„Innovativer Ort im barocken Kleid“

Moderne Orgel, Platz für rund 100 Menschen, Altar mit Friedenssymbol: Im neuen Potsdamer Garnisonkirchturm ist als erster Raum die Kapelle im Erdgeschoss fertiggestellt worden. Bis zuletzt wurde dort an der Orgel gearbeitet. Mehrere Wochen lang mussten die mehr als 1.400 Orgelpfeifen eingebaut und intoniert werden, jede einzeln und mit größter Sorgfalt. Kein Staub, keine unnötigen Schwingungen und keine Geräusche von außen durften die Arbeiten stören. Für Ostermontag hatte die kirchliche Trägerstiftung mehr als sechs Jahre nach dem Baustart zum Eröffnungsgottesdienst eingeladen.

„Sehr modern, sehr hell, lichtdurchflutet“, so beschreibt der Friedensbeauftragte der Evangelischen Kirche Berlin-Brandenburg-schlesische Oberlausitz, Jan Kingreen, die neue Kapelle. Der Theologe ist seit einiger Zeit Pfarrer am Ort und Programmvorstand der Garnisonkirchenstiftung. Während die Turmfassade weitgehend originalgetreu errichtet wurde, weicht die Gestaltung der Kapelle ebenso wie die Architektur im Inneren des Turms deutlich vom Original ab, das 1968 in der DDR als Teil der Kriegsruine der Garnisonkirche gesprengt und abgerissen wurde.

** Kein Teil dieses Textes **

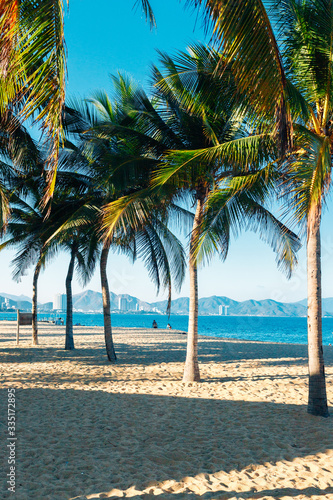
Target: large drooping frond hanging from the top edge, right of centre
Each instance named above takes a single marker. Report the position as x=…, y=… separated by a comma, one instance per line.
x=243, y=33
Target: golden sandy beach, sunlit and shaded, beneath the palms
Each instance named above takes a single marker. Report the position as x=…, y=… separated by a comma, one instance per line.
x=87, y=429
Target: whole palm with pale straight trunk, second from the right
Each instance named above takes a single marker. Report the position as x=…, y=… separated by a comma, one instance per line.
x=222, y=149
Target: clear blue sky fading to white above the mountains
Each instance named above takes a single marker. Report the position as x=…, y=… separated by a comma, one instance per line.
x=106, y=36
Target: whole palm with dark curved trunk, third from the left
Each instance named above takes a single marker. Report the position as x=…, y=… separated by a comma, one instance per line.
x=100, y=155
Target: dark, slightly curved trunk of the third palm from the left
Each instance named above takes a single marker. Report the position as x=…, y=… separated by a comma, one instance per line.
x=110, y=351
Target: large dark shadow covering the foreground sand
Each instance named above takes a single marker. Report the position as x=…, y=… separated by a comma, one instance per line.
x=79, y=442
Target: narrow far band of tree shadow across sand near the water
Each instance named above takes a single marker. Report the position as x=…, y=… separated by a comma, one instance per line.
x=172, y=350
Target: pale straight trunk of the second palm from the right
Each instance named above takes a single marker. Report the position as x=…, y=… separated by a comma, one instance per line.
x=191, y=369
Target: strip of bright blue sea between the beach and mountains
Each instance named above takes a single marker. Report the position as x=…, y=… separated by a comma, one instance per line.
x=286, y=330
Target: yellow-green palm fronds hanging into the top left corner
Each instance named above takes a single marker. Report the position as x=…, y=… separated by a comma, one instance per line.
x=33, y=67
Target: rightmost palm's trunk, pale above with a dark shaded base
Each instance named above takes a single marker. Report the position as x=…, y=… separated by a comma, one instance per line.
x=317, y=403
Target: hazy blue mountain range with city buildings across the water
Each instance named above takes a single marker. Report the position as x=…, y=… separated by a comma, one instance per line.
x=90, y=301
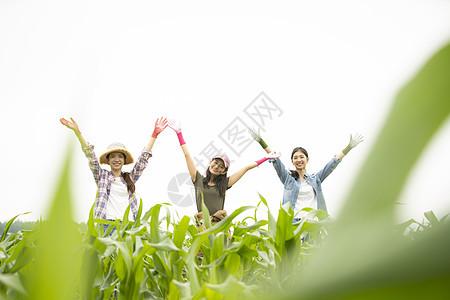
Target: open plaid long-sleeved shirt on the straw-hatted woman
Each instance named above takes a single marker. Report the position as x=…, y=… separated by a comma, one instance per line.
x=103, y=179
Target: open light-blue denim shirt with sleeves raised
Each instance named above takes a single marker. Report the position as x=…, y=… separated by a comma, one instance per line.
x=292, y=186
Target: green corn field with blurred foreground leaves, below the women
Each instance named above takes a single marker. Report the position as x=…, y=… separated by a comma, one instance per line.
x=361, y=255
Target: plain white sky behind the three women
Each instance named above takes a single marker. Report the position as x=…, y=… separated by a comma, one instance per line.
x=332, y=67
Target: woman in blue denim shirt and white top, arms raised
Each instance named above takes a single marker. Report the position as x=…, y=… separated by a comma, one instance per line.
x=302, y=189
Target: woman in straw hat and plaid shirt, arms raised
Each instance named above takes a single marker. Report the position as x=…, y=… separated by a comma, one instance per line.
x=116, y=189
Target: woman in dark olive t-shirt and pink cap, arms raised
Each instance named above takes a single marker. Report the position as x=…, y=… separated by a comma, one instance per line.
x=212, y=187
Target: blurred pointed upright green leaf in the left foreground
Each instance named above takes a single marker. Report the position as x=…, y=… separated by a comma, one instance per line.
x=53, y=275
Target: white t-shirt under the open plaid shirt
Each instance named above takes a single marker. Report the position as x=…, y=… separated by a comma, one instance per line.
x=118, y=200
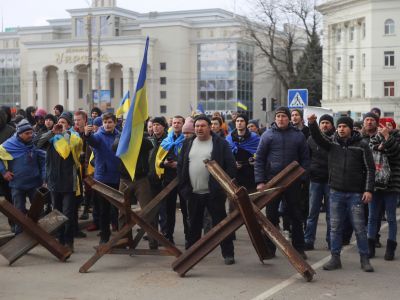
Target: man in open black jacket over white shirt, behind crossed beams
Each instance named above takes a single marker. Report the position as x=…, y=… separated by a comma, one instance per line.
x=198, y=187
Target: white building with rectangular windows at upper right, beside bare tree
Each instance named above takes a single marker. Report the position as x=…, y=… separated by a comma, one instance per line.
x=361, y=56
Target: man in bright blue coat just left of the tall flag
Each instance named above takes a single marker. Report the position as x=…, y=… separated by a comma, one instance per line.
x=106, y=166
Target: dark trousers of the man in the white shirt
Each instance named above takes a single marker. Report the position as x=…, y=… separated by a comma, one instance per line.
x=216, y=207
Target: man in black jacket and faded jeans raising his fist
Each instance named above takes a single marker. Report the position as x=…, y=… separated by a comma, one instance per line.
x=351, y=181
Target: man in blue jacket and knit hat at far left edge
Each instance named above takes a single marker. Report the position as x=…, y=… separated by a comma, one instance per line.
x=22, y=165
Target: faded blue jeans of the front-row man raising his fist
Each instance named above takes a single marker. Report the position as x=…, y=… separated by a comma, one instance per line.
x=341, y=203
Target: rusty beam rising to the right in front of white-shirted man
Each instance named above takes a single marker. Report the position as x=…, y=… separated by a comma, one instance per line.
x=234, y=221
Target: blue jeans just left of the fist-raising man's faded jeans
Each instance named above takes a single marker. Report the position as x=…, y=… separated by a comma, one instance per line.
x=318, y=191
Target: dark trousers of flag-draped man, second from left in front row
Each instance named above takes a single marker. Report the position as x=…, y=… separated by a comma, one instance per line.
x=65, y=203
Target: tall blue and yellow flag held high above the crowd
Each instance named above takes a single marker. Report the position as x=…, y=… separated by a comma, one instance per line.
x=132, y=133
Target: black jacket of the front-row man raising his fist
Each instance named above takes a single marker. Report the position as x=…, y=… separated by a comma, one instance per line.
x=351, y=165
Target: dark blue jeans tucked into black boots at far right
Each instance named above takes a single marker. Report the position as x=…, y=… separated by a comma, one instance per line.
x=389, y=199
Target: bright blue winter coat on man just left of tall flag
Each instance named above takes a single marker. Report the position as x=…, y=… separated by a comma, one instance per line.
x=106, y=162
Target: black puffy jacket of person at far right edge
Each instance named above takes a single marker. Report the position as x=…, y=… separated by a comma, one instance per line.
x=391, y=148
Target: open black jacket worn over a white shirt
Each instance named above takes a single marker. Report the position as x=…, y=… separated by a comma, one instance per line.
x=221, y=153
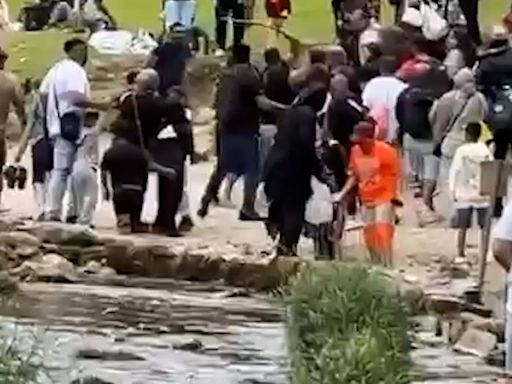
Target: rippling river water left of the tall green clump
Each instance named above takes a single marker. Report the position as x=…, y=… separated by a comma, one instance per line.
x=236, y=340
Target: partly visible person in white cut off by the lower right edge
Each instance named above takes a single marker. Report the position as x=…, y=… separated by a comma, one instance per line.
x=503, y=255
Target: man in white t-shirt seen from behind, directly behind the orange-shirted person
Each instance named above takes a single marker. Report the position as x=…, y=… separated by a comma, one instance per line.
x=380, y=96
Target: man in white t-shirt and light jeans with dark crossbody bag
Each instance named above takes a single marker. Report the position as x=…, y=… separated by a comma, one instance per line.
x=66, y=92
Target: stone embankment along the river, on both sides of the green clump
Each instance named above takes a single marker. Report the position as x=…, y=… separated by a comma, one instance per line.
x=54, y=252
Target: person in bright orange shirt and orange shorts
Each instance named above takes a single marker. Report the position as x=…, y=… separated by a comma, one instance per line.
x=374, y=168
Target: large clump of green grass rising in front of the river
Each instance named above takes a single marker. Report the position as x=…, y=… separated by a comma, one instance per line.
x=345, y=326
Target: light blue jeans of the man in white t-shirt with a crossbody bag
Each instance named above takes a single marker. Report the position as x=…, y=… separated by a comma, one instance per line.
x=64, y=153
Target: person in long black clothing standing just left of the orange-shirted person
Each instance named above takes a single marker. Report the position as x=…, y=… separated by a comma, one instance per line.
x=291, y=163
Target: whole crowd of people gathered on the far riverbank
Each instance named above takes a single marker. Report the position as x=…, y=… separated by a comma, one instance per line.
x=344, y=119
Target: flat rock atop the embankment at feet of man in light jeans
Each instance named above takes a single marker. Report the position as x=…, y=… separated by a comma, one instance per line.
x=64, y=234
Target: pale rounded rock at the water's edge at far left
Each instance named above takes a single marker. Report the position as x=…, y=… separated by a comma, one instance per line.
x=48, y=268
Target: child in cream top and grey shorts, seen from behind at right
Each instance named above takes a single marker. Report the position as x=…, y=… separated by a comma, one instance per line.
x=464, y=185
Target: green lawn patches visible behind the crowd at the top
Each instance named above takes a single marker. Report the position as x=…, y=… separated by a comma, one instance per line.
x=32, y=53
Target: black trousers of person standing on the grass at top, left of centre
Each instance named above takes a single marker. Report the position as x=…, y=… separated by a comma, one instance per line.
x=224, y=8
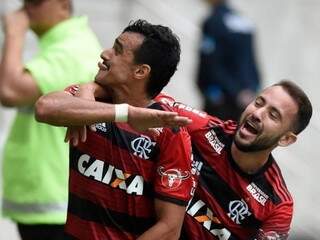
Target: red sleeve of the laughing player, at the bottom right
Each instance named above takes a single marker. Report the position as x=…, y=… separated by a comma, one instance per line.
x=278, y=224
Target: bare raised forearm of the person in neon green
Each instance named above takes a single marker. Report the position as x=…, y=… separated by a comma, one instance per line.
x=11, y=67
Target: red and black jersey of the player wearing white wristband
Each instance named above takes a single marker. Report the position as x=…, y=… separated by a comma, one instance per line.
x=116, y=174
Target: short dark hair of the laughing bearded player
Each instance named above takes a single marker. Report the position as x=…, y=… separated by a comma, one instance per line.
x=304, y=105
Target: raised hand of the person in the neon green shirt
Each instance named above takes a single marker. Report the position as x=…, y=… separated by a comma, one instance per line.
x=16, y=23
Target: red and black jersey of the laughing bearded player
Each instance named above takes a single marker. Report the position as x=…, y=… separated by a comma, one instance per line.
x=229, y=203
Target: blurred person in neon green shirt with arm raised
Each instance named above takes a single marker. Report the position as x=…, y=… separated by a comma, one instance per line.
x=35, y=162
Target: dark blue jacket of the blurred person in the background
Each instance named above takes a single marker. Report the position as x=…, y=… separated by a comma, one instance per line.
x=227, y=62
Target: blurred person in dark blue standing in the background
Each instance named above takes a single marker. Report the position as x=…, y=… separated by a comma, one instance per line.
x=227, y=75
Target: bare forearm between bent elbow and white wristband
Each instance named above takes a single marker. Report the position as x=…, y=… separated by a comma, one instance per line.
x=62, y=109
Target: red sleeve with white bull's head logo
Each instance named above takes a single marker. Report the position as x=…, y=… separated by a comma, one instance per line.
x=173, y=181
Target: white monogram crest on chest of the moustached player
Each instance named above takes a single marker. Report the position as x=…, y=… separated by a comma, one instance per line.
x=142, y=147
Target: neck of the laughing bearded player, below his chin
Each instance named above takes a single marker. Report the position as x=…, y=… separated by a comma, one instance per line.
x=249, y=162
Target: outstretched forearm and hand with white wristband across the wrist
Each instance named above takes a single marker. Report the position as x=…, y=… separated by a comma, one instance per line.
x=63, y=109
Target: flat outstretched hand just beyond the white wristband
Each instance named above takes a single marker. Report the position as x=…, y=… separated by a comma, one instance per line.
x=143, y=119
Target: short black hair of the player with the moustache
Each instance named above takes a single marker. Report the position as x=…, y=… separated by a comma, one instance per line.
x=160, y=49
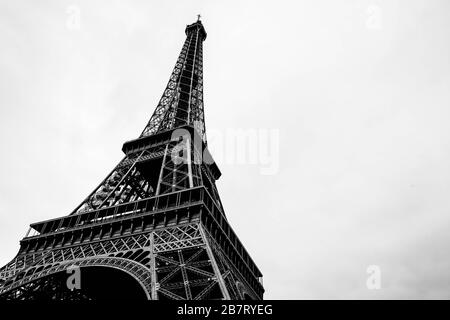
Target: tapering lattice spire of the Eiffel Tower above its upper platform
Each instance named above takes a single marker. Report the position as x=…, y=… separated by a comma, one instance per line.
x=182, y=101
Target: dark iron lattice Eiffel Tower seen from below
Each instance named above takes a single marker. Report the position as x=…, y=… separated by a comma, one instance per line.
x=155, y=227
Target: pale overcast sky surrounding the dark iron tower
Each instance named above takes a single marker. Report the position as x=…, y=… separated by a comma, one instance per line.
x=359, y=92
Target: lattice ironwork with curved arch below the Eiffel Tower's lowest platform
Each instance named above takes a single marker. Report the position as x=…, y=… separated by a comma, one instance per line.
x=180, y=262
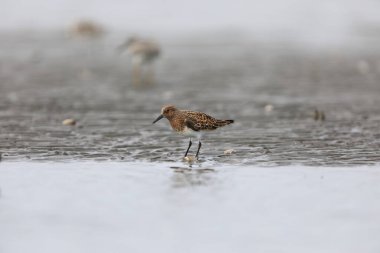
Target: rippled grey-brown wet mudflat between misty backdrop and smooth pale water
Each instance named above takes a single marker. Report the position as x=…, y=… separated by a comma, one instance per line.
x=47, y=78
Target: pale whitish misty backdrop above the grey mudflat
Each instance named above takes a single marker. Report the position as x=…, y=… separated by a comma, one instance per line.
x=323, y=22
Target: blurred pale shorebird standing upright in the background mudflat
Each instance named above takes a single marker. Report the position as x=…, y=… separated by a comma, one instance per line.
x=143, y=53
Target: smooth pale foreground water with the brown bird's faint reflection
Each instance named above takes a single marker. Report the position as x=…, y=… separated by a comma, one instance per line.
x=167, y=207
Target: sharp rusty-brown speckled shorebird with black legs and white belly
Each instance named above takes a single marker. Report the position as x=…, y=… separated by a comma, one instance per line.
x=190, y=123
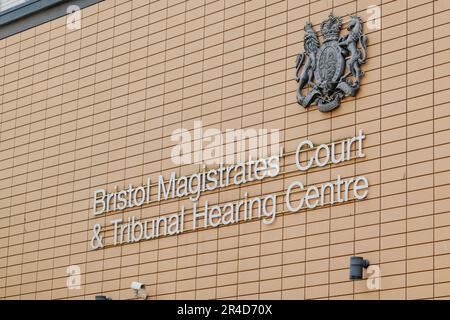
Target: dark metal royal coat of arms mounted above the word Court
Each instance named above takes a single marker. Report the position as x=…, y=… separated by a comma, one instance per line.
x=332, y=71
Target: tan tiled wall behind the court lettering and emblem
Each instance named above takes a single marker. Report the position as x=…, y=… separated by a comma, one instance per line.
x=95, y=108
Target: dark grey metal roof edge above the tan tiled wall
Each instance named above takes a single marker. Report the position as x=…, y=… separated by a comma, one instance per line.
x=21, y=18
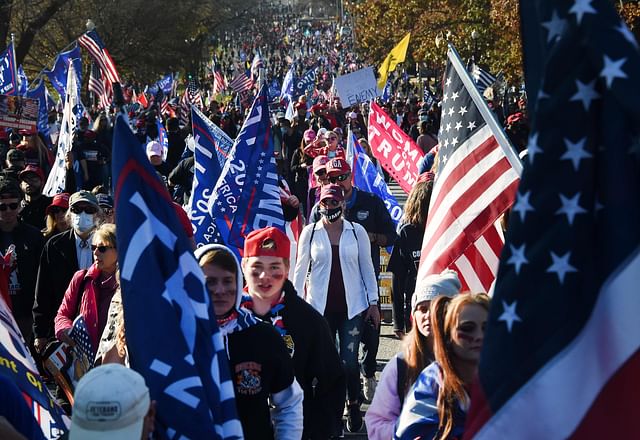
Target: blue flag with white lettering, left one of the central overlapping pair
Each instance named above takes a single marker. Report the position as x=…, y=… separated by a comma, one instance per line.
x=212, y=146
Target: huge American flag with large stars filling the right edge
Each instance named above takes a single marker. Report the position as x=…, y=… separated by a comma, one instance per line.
x=562, y=347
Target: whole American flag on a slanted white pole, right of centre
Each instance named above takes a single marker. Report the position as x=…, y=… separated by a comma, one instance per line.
x=477, y=176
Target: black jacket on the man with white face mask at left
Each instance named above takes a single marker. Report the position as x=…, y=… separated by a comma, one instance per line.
x=58, y=263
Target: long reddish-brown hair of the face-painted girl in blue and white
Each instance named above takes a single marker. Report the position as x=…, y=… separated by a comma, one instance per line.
x=444, y=313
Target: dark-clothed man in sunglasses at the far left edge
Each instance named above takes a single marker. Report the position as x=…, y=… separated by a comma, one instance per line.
x=21, y=245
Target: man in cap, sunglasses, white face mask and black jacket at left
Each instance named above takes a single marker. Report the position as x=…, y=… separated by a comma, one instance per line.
x=63, y=255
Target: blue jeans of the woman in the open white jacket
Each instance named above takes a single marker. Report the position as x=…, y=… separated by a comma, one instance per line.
x=349, y=335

„Es ist einfach alles modern“, sagt Kingreen: „Auch was wir da machen, ist ja kein barocker Inhalt, sondern ein sehr moderner Inhalt.“ Demokratiebildung ist dort geplant, die Auseinandersetzung mit früheren demokratiefeindlichen Traditionen an der historischen evangelischen Garnisonkirche. Diskussionen, kulturelle und kirchliche Veranstaltungen sollen dort stattfinden. Die Aussichtsplattform soll zudem Touristen anziehen. Der Turm werde damit zu einem „innovativen Ort in einem barocken Kleid“, sagt der Pfarrer – mit der Kapelle als „Herzstück“.

Dass die Kapelle deutlich vor dem derzeit rund 60 Meter hohen Turm genutzt werden kann, habe verschiedene Gründe, erzählt Kingreen: „Die ganz pragmatische Antwort ist, weil sie fertig ist.“ An den anderen Räumen im Turm muss noch weiter gearbeitet werden. „Alles auf einmal zu eröffnen, da würden wir uns ein Stück weit übernehmen“, sagt der Pfarrer. Er hofft auf eine Eröffnung des Turms mit einem Bürgerfest im Sommer. Der Termin steht noch nicht fest.

Mit der Kapelleneröffnung wurde nun vorab ein Start im kirchlichen Rahmen möglich gemacht. Nach der Eröffnung mit rund 100 Gästen sollen dort nicht nur regelmäßig Gottesdienste gefeiert werden, auch zu anderen Veranstaltungen wird eingeladen.

Die historische Potsdamer Garnisonkirche wurde im 18. Jahrhundert errichtet und im April 1945 bei einem Luftangriff weitgehend zerstört. Weil die preußische Militärkirche, in der Hitler 1933 eine Rede hielt, auch Ort antidemokratischer Kräfte war, gab es lange teils erbitterten Streit über den Wiederaufbau. Auch zum Eröffnungsgottesdienst waren Proteste angekündigt. Der Garnisonkirchturm könnte ein „rechtsextremer Gedenk- und Identitätsort mitten in Potsdam“ werden, hieß es im Aufruf. Es werde ein Symbol „von Nationalsozialismus, deutschem Kolonialismus und Preußenverherrlichung“ errichtet.

Kingreen hält dagegen. „Wir bauen hier ein Friedens- und Demokratiezentrum auf“, sagt er. Mit Programm und Gestaltungselementen, darunter der Friedensbotschaft im Sockel und dem Versöhnungssymbol Nagelkreuz auf dem Altar, werde ein deutlicher Bruch mit der Geschichte vor 1945 vollzogen. Eine Nutzung durch Rechtsextreme sei ausgeschlossen. Das neue Bauwerk zeige auch, wie ein in rechtsextremen Kreisen angestoßenes Projekt den einstigen Initiatoren aus der Hand genommen worden sei und nun für etwas Neues stehe, sagt er: „Das ist gelungen.“

Der insgesamt knapp 90 Meter hohe Turm soll bis Ende 2025 fertiggestellt werden. Bis dahin muss noch die rund 30 Meter hohe Turmhaube gebaut und auf den Turm gesetzt werden.